Cities of Hope

Highlights of the International Olympic Committee's Evaluation Commission report on the five cities vying for the 2008 Summer Games:


The Chinese aim to spend $14.3 billion in development costs related to the Games. As in Sydney, much of the sports action would be concentrated in a single site--what the Beijing bid calls an "Olympic Green" to be developed north of the city center. Beach volleyball has been proposed for Tiananmen Square, site of the 1989 massacre, which the commission termed "inappropriate." Bid officials indicate a plan to move beach volleyball to another site is already in the works. Beijing faces "a number of environmental pressures and issues, primarily air pollution." Also, weather during the Games--which would run from July 23-Aug. 10, 2008--would probably be hot. The average temperature at 3 p.m. at that time of year is 85 degrees.

Quote: "It is the commission's belief that a Beijing Games would leave a unique legacy to China and to sport, and the commission is confident that Beijing could organize an excellent Games."


A plan to captivate the eyes: Beach volleyball at the Eiffel Tower. Certain equestrian events at the Esplanade des Invalides, along the River Seine. Fencing in a renovated Grand Palais, along the Champs Elysees. The Paris bid also proposes construction of an Olympic village in a neighborhood just south of the suburban Stade de France, site of the 1998 soccer World Cup--an area mostly occupied now by warehouses and old tires. The IOC requires about 40,000 hotel rooms for the Games; Parisian officials said they already have 140,000. An apparent conflict between French authorities and Olympic officials was "resolved" after agreement that Olympic doping rules, not French law, "would be the regulations which would apply" in 2008, according to the report. Apparently, however, the issue is not yet fully resolved to the satisfaction of the IOC, according to a number of Olympic officials.
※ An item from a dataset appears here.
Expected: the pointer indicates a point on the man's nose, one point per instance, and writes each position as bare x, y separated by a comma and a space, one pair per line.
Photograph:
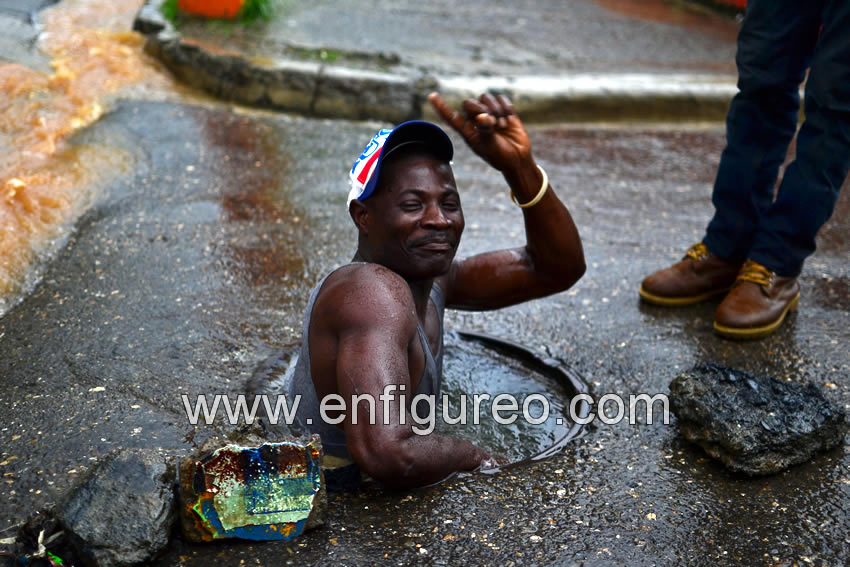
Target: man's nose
435, 217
Quote: "The high cost of hotels may be an issue."


The Toronto plan centers on a redevelopment scheme that would include 17 venues for 25 sports and the Olympic village along the city's waterfront. And all of it in a stretch only six kilometers, not even four miles, long. About 85% of the athletes would use the 17 venues. Boxing, canoeing, baseball, mountain biking and equestrian events, among others, would be elsewhere. In all, there would be 35 venues; 14 already exist, 12 require "some upgrading" and nine need to be built. The structure of the bid "contains a large element of private sector investment" and the commission confessed it is "uneasy" about the budget, nevertheless saying it is "achievable." Ontario's provincial government guaranteed to underwrite any operational shortfalls.

Quote: "There is major involvement of athletes in all phases of the organization and strong sport experience."


This bid envisions "major development" of three man-made islands in Osaka Bay, which would feature 13 sports venues, including the Olympic stadium, and the Olympic village. Capital investment, the report said, totals $28 billion, a "very high level of financial commitment."

Quote: "A special cool pavement surface, causing evaporation, will be used on the marathon course, possibly over its entire distance."


A special Turkish law allows the government to provide up to a five-fold increase in funding if Istanbul is awarded the Games. But the structure of the law, the committee said, "makes it difficult" to truly fix costs, noting "uncertainty and lack of detail" in regard to various items, especially infrastructure financing.

Quote: "There appears to be a limited understanding of the complex planning, construction, personnel and operational requirements of an Olympic Games."